И такого рода соображения, стало быть, отпадают, недоступные криминалистике как науке. Остается, не выходя за рамки материалистических воззрений, взять за жабры дирижабль, благо он так кстати подлетел к нашему рассказу. Но все имевшие отношение к дирижаблю оказались обладающими неоспоримыми алиби. Дирижабль никуда не перемещался и не мог находиться над точкой, где было найдено тело Гумми: строгая отвесность траектории свободного падения не подлежала сомнению, авторитет Ньютона был все еще неоспорим, и вертикаль, восстановленная из точки приземления Гумми, упиралась лишь в неоспоримо не существующего Бога. Предположение эксперта по баллистике, что телом Гумми выстрелили из пушки, было тут же отвергнуто, а старый полковник артиллерии в отставке сочтен выжившим из ума. Гипотеза, что Гумми мог быть поражен молнией, была отвергнута с большим сожалением ввиду отсутствия гроз на протяжении полутора месяцев. Оставался один лишь дирижабль… но это была эпоха не только торжества материалистических объяснений, но и кичливости закона такими вещами, как презумпция невиновности, когда ввиду невозможности доказать из-под стражи пачками освобождались закоренелые отравители и сексуальные маньяки. И просвещенная публика аплодировала торжествующей законности.
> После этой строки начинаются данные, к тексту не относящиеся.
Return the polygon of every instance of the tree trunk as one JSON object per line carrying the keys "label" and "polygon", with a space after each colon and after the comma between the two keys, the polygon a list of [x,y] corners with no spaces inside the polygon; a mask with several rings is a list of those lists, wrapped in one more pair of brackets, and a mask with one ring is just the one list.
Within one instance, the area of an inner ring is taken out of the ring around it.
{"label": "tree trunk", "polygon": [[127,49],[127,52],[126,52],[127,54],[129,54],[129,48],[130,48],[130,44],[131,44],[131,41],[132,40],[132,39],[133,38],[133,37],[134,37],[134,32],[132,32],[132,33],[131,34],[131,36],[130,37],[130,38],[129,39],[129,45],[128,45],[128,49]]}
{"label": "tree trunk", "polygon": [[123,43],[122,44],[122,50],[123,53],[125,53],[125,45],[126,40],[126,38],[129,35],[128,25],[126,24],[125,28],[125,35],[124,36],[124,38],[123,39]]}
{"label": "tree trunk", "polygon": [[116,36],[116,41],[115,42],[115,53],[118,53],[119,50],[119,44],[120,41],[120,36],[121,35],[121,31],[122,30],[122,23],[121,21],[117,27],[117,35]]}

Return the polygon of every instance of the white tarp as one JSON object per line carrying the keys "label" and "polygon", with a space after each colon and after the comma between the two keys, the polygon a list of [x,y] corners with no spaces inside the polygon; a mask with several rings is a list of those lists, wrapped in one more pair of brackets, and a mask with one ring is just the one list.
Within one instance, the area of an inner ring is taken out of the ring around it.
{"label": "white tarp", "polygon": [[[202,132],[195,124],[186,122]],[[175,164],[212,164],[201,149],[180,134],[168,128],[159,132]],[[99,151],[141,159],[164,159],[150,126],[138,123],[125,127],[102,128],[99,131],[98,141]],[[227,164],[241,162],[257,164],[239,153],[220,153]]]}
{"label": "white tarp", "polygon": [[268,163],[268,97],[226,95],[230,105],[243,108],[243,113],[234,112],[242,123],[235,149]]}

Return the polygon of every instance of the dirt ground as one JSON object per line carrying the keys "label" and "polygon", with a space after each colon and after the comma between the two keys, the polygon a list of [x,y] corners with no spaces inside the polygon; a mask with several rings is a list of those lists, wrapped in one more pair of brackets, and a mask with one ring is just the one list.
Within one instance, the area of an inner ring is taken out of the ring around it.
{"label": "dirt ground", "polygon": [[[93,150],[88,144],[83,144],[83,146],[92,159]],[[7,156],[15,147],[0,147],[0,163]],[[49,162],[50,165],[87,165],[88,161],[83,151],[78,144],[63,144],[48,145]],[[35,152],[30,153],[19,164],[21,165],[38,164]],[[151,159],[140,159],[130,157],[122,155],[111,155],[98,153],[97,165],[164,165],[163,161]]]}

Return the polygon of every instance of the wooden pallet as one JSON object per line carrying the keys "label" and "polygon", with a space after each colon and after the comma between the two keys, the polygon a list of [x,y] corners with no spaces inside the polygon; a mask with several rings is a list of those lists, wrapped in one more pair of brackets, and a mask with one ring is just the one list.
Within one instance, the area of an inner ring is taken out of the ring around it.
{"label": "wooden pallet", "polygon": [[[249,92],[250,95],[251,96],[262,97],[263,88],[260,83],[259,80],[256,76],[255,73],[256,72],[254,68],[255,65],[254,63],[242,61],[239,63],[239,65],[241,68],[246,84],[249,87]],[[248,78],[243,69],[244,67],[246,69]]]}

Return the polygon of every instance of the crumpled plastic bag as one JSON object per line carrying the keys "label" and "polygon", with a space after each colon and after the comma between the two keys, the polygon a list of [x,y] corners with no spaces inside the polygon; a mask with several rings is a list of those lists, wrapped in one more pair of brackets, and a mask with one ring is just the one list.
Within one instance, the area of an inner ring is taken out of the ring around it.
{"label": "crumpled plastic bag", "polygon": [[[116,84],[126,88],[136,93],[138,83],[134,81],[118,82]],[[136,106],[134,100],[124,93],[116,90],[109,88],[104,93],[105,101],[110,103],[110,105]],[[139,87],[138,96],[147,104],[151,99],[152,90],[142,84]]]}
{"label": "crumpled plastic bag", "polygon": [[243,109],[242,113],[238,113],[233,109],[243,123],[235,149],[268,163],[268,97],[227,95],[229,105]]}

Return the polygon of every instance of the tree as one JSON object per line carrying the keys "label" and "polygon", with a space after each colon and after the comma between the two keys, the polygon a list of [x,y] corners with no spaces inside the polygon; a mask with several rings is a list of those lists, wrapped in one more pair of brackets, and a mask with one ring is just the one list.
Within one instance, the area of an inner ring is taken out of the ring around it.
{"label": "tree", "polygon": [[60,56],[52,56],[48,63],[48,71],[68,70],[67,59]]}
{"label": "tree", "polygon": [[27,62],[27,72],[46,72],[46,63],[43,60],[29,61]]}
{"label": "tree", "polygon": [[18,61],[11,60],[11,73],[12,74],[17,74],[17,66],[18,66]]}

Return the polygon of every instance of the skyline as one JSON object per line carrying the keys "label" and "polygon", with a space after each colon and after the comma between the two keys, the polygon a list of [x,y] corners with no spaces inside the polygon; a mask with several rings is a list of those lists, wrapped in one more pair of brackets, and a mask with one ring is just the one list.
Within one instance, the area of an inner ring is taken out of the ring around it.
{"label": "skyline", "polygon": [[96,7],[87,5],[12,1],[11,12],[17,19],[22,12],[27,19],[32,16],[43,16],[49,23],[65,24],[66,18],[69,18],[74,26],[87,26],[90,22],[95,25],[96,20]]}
…Никого у Гумми не было – ни родных, ни знакомых, – чтобы подать апелляцию и возобновить следствие. Кармен, единственная душеприказчица, распорядилась похоронить его точно в том месте, где его нашли, где могила была уже наполовину вырыта его собственным падением. В голову ему положили все тот же руль, как позднее клали воздушный винт разбившимся авиаторам.

И только доктор Давин продолжал лежать лицом к стенке, и нам очень трудно будет сейчас сформулировать род страданий, терзавших все-таки не душу… мозг его. Не жалость, не раскаяние, не сомнение… сам мозг, как известно, не ощущает боли. У него там образовался некий пустой пузырь одной мысли, наподобие дирижабля. Он вплыл тогда, на окраине поля, в его сознание, да так и не выплыл. Что было ему в этом дирижабле? А мучило мозг большого ученого то, что единственная причина, годная для употребления и объяснения случившегося, – все тот же дирижабль – не годилась ему. Единственно возможная, то есть точная, логичная, материалистическая, следовательно, истинная – что Гумми каким-то образом попал на дирижабль и упал с него… и не годилась она ему не потому, что он мог ее опровергнуть, – опровергнуть ее он не мог. В конце концов, он был первый, кто увидел Гумми, потом дирижабль и единственным образом соединил их как причину и следствие в своем мозгу… Но именно эта-то связь нарывала и рвалась, ничего не выдерживала и не объясняла. Она Давину не годилась. А не годилась она ему по одному лишь тому, что он в нее НЕ ВЕРИЛ. И вот в этом «НЕ ВЕРИЛ» заключалось, выходит, то, что верил-то он как раз в необъяснимое падение Гумми с высоты, в то, что никакого убийства не было, а было САМОубийство (косвенной причиной которого он ясно сознавал себя, но это казалось ему, в его мозговой муке, как раз и несущественным…), а раз это было самоубийство, то была и Луна, причем коричневая, с велосипедным рулем, валявшимся в ее глубокой пыли… Но и не это мучило его, а невыносимым в его НЕверии в дирижабль был сам факт ВЕРЫ. Без НЕ.